Given the following position function: (position is in ft , time is in sec ) \[ \mathrm{s}(\mathrm{t})=\frac{\sqrt{\mathrm{t}}}{\sqrt{\mathrm{t}+1}} \] Find the velocity at \( \mathrm{t}=3 \). \( \mathrm{v}(3)=[?] \frac{\mathrm{ft}}{\mathrm{sec}} \) Round your answer to the nearest thousandth.

To find the velocity at \( t = 3 \), we first need to calculate the derivative of the position function \( s(t) \). The velocity function \( v(t) \) is given by the derivative \( \frac{ds}{dt} \).

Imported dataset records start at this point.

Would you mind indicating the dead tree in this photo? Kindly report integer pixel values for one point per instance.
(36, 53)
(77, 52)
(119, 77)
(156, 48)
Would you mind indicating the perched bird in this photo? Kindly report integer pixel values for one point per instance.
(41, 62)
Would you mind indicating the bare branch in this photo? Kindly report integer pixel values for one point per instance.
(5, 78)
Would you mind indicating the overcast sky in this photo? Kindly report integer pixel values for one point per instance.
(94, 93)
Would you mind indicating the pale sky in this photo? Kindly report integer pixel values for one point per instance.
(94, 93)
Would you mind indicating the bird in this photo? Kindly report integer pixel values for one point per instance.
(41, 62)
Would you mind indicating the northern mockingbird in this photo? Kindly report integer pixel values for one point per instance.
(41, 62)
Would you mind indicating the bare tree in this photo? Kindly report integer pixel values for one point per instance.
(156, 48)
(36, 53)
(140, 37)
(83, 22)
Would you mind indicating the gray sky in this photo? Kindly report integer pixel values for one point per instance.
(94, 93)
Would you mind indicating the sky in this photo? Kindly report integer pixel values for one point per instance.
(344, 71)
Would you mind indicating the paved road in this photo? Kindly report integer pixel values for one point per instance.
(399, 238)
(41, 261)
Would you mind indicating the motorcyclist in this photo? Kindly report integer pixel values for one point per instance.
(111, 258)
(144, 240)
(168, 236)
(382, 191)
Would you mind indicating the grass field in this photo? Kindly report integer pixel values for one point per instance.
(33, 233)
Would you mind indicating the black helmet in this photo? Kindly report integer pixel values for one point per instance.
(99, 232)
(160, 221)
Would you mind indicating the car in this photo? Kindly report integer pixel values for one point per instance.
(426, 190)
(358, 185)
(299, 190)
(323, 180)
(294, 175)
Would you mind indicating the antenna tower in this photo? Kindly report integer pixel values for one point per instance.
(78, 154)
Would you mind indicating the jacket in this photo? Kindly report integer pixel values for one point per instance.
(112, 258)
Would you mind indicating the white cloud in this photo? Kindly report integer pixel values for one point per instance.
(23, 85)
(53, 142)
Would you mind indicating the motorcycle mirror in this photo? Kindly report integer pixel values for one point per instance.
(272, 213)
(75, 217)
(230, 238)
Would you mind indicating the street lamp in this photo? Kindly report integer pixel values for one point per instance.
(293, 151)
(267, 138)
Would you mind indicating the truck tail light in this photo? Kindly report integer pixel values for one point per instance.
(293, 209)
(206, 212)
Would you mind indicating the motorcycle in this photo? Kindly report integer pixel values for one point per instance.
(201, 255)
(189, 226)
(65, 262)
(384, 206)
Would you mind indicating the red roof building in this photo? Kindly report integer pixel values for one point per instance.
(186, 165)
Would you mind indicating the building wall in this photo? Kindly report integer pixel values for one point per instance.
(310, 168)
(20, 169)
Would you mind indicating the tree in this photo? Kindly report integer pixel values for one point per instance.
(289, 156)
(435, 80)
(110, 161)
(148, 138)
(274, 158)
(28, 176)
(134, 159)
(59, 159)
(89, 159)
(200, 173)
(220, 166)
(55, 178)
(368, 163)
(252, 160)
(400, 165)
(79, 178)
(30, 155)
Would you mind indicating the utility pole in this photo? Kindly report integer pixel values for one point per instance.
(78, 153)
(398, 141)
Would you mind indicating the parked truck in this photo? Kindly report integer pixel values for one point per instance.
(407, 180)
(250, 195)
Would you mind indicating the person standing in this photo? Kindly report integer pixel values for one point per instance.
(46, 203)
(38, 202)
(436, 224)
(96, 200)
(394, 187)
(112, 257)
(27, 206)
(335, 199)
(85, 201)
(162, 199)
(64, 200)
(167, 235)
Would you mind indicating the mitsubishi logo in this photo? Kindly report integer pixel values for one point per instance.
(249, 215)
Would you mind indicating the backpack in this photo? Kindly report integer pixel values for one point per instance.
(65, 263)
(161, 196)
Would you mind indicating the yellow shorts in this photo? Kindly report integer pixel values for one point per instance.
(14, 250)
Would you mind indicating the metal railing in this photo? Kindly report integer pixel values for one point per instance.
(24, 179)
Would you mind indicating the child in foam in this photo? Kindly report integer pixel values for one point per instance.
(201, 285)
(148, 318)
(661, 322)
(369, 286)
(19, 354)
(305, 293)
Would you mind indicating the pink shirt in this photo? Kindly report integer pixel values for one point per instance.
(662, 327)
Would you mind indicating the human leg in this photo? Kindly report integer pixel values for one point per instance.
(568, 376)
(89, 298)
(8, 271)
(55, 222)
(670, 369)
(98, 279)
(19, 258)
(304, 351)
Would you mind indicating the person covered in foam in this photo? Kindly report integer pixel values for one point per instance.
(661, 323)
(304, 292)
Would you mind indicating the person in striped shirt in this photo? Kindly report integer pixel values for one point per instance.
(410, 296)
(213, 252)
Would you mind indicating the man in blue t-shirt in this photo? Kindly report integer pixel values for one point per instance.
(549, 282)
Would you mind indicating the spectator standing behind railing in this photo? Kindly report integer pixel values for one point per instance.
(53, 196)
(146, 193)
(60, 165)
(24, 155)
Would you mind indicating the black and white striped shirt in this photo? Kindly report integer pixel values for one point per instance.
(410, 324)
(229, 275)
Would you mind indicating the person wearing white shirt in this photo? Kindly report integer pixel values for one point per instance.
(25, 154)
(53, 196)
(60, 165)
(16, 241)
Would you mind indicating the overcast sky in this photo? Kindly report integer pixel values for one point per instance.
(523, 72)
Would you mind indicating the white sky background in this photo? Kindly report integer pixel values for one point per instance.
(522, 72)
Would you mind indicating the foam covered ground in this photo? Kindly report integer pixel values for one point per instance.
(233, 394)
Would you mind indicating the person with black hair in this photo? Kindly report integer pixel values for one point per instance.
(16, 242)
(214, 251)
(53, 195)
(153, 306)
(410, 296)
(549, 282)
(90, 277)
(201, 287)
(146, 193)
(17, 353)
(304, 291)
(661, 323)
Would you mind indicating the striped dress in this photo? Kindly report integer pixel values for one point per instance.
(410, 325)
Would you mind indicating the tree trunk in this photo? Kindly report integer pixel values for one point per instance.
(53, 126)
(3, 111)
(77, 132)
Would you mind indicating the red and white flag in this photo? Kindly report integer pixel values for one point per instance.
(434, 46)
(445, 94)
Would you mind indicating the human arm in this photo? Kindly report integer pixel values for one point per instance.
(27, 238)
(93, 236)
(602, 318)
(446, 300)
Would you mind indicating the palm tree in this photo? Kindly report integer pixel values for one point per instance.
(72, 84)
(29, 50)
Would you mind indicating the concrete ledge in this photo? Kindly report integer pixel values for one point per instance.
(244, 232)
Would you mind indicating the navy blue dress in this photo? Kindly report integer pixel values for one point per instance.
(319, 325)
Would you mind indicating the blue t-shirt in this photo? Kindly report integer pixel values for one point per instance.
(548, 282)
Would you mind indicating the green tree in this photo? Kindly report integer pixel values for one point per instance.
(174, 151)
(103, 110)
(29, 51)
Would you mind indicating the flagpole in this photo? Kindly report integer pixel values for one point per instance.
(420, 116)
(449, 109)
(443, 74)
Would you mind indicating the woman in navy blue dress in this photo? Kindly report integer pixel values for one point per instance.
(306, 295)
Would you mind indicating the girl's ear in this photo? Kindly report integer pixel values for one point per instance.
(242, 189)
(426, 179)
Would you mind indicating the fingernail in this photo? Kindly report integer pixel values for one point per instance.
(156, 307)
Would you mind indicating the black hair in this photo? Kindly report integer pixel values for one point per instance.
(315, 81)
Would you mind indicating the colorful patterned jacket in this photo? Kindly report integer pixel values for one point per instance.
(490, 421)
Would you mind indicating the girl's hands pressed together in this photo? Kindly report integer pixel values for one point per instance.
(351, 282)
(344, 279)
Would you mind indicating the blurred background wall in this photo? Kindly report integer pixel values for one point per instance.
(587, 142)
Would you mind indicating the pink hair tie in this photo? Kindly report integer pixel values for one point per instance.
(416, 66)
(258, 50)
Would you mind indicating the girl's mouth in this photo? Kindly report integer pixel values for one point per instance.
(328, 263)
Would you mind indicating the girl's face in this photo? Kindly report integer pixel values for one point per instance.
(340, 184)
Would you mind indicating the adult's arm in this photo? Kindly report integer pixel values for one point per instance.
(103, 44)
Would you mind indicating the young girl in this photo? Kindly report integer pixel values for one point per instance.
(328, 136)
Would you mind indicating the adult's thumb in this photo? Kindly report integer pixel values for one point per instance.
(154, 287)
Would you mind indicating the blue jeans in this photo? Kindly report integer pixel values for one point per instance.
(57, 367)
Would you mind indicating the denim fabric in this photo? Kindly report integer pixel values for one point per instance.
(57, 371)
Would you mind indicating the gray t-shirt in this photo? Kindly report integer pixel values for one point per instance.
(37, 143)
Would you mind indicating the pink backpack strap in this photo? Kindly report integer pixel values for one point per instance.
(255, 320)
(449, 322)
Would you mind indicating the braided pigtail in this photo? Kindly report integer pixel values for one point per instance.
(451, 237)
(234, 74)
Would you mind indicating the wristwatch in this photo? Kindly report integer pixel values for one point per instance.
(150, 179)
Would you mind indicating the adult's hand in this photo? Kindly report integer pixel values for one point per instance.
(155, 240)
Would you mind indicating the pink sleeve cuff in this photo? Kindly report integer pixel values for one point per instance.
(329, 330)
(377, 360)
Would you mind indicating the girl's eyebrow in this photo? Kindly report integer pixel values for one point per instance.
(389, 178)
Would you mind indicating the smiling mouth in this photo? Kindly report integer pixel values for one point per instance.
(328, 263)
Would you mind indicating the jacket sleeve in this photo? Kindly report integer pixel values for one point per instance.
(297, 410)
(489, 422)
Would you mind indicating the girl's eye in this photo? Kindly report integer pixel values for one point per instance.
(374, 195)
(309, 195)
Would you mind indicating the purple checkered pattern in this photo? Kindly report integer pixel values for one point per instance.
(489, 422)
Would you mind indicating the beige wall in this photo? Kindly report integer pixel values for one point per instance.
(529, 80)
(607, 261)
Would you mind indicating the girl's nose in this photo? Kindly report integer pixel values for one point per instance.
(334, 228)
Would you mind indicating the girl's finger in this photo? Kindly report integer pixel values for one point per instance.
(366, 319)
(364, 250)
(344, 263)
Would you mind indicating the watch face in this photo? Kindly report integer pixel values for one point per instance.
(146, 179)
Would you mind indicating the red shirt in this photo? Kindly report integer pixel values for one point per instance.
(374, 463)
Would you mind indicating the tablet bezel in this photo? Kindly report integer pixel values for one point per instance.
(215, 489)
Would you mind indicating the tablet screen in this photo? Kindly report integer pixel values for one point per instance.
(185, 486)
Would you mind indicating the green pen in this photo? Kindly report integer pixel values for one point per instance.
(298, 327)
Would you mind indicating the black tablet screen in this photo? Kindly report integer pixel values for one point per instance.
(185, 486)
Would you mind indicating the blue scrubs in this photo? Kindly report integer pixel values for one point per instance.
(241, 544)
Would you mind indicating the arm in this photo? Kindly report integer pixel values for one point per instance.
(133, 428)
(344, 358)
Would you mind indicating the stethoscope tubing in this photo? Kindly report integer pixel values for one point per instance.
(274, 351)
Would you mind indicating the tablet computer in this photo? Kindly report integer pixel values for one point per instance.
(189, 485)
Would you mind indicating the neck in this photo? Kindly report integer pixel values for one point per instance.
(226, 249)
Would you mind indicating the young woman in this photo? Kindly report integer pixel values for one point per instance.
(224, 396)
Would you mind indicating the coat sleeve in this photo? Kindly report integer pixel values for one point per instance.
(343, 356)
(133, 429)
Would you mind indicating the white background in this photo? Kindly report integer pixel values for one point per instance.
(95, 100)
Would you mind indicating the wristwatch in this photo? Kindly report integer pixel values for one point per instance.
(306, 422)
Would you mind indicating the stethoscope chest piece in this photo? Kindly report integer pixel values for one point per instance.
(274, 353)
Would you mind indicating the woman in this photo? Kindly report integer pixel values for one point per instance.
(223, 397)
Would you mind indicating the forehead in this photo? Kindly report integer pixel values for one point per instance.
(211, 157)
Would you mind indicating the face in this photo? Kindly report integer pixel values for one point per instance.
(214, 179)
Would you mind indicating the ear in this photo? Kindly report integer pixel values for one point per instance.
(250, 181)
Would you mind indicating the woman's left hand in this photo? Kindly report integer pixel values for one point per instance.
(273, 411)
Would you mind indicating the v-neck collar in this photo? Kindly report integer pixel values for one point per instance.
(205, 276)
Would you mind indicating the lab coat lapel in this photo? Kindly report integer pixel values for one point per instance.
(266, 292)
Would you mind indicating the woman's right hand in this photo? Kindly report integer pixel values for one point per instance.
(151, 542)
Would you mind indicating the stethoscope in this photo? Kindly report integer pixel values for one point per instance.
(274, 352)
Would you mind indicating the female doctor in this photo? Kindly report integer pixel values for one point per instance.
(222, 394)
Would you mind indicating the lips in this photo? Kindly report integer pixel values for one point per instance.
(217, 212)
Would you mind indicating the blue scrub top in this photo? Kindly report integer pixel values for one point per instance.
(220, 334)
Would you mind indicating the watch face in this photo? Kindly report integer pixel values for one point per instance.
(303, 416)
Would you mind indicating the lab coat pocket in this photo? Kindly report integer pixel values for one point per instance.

The position function is: \[ s(t) = \frac{\sqrt{t}}{\sqrt{t+1}} \] To differentiate it, we can use the quotient rule: If \( u(t) = \sqrt{t} \) and \( v(t) = \sqrt{t+1} \), then: \[ s(t) = \frac{u(t)}{v(t)} \] The quotient rule states that: \[ \frac{d}{dt}\left(\frac{u}{v}\right) = \frac{u'v - uv'}{v^2} \] Now, find \( u' \) and \( v' \): 1. \( u(t) = \sqrt{t} \) → \( u' = \frac{1}{2\sqrt{t}} \) 2. \( v(t) = \sqrt{t+1} \) → \( v' = \frac{1}{2\sqrt{t+1}} \) Now apply the quotient rule: \[ v(t) = \frac{\frac{1}{2\sqrt{t}} \sqrt{t+1} - \sqrt{t} \frac{1}{2\sqrt{t+1}}}{t+1} \] Simplifying gives us: \[ v(t) = \frac{\sqrt{t+1}}{2\sqrt{t}(t+1)} - \frac{\sqrt{t}}{2\sqrt{t+1}(t+1)} \] Bringing them under a common denominator: \[ v(t) = \frac{\sqrt{t+1}^2 - \sqrt{t}^2}{2\sqrt{t}\sqrt{t+1}(t+1)} \] Now substituting back in: \[ v(t) = \frac{(t+1) - t}{2\sqrt{t}\sqrt{t+1}(t+1)} = \frac{1}{2\sqrt{t}\sqrt{t+1}(t+1)} \] Now we can substitute \( t = 3 \): \[ v(3) = \frac{1}{2\sqrt{3}\sqrt{4}(4)} = \frac{1}{2\sqrt{3}\cdot 2 \cdot 4} = \frac{1}{16\sqrt{3}} \] Now to approximate \( \frac{1}{16\sqrt{3}} \): Calculating \( \sqrt{3} \) approximately as \( 1.732 \): \[ v(3) \approx \frac{1}{16 \cdot 1.732} \approx \frac{1}{27.712} \approx 0.0361 \] Rounding to the nearest thousandth gives us: \[ v(3) \approx 0.036 \text{ ft/sec} \] So, the velocity at \( t = 3 \) is \( \frac{0.036}{\text{ft/sec}} \).